Nonrepetitive colorings of lexicographic product of graphs

TL;DR

This paper investigates nonrepetitive vertex colorings of lexicographic product graphs, establishing bounds on the number of colors needed for paths and introducing fractional coloring concepts.

Contribution

It provides new bounds for nonrepetitive colorings of lexicographic product graphs and introduces fractional nonrepetitive colorings, expanding understanding of coloring complexities.

Findings

At least 3k + floor(k/2) colors are needed for nonrepetitive coloring of P[K_k].

Exactly 2k + 1 colors suffice for P[E_k] when k > 2.

Fractional nonrepetitive colorings are connected to these bounds.

Abstract

A coloring $c$ of the vertices of a graph $G$ is nonrepetitive if there exists no path $v_1v_2\ldots v_{2l}$ for which $c(v_i)=c(v_{l+i})$ for all $1\le i\le l$. Given graphs $G$ and $H$ with $|V(H)|=k$, the lexicographic product $G[H]$ is the graph obtained by substituting every vertex of $G$ by a copy of $H$, and every edge of $G$ by a copy of $K_{k,k}$. %Our main results are the following.
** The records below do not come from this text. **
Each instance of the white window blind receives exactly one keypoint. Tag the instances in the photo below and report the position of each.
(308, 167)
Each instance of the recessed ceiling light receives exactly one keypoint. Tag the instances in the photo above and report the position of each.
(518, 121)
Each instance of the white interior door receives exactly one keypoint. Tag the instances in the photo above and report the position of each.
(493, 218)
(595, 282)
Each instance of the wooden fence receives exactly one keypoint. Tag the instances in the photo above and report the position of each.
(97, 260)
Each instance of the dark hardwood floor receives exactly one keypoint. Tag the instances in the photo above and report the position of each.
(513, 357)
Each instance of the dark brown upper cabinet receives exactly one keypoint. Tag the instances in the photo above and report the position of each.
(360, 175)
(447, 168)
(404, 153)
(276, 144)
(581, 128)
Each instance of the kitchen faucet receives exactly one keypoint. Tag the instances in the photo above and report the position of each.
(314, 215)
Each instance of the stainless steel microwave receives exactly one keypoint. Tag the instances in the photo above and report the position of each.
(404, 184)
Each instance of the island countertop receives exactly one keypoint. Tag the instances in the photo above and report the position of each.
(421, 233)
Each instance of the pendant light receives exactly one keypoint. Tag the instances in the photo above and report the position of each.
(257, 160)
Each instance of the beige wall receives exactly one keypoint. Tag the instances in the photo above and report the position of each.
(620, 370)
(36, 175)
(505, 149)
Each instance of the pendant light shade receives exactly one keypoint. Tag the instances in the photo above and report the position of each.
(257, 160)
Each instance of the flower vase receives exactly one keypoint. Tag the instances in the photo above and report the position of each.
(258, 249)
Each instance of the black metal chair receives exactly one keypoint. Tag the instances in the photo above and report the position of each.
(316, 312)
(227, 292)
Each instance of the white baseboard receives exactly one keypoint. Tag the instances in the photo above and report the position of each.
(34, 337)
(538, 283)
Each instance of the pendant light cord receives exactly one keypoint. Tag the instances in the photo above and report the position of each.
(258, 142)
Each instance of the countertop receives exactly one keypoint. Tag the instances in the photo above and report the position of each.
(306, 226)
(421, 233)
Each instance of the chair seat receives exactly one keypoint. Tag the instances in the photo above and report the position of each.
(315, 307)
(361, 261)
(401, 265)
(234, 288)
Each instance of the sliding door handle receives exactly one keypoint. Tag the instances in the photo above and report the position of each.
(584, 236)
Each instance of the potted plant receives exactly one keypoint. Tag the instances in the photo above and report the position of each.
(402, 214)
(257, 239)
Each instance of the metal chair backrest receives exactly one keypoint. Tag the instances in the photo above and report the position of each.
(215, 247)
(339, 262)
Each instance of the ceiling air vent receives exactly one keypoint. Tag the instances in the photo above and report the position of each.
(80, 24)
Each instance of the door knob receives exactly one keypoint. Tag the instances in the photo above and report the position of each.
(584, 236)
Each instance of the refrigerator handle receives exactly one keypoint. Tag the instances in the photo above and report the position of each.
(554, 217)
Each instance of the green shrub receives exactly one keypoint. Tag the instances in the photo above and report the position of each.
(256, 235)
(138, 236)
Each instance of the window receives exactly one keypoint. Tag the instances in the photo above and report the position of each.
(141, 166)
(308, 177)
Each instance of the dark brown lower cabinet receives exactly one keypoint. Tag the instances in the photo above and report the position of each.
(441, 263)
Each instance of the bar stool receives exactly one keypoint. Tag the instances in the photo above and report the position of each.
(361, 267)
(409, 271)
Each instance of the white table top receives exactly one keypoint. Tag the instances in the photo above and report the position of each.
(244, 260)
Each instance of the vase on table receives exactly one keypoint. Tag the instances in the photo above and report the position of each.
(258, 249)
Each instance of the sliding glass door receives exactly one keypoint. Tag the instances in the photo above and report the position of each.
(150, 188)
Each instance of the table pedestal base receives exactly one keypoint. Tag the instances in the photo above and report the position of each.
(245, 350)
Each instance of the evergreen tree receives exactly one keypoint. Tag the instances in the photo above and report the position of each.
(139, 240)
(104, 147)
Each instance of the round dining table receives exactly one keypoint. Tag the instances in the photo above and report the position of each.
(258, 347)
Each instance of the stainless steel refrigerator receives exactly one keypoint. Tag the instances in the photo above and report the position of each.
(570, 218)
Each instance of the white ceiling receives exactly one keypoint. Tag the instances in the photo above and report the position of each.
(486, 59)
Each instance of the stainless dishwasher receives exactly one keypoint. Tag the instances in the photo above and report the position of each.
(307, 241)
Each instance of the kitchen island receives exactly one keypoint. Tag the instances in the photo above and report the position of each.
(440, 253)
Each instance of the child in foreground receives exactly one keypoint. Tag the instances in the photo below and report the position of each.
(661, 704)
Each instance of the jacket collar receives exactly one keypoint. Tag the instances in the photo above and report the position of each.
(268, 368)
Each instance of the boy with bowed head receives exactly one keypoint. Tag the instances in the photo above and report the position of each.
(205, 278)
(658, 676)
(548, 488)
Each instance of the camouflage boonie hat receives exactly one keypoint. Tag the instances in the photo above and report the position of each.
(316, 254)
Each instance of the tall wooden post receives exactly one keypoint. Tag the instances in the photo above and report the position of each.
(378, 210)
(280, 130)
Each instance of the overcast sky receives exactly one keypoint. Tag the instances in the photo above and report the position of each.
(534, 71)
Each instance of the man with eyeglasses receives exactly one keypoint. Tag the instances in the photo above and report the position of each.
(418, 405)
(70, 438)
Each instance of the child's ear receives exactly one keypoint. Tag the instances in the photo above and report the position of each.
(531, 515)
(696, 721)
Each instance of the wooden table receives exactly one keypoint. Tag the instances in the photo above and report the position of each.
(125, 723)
We prove that for a sufficiently long path $P$, a nonrepetitive coloring of $P[K_k]$ needs at least $3k+\lfloor k/2\rfloor$ colors. If $k>2$ then we need exactly $2k+1$ colors to nonrepetitively color $P[E_k]$, where $E_k$ is the empty graph on $k$ vertices. If we further require that every copy of $E_k$ be rainbow-colored and the path $P$ is sufficiently long, then the smallest number of colors needed for $P[E_k]$ is at least $3k+1$ and at most $3k+\lceil k/2\rceil$. Finally, we define fractional nonrepetitive colorings of graphs and consider the connections between this notion and the above results.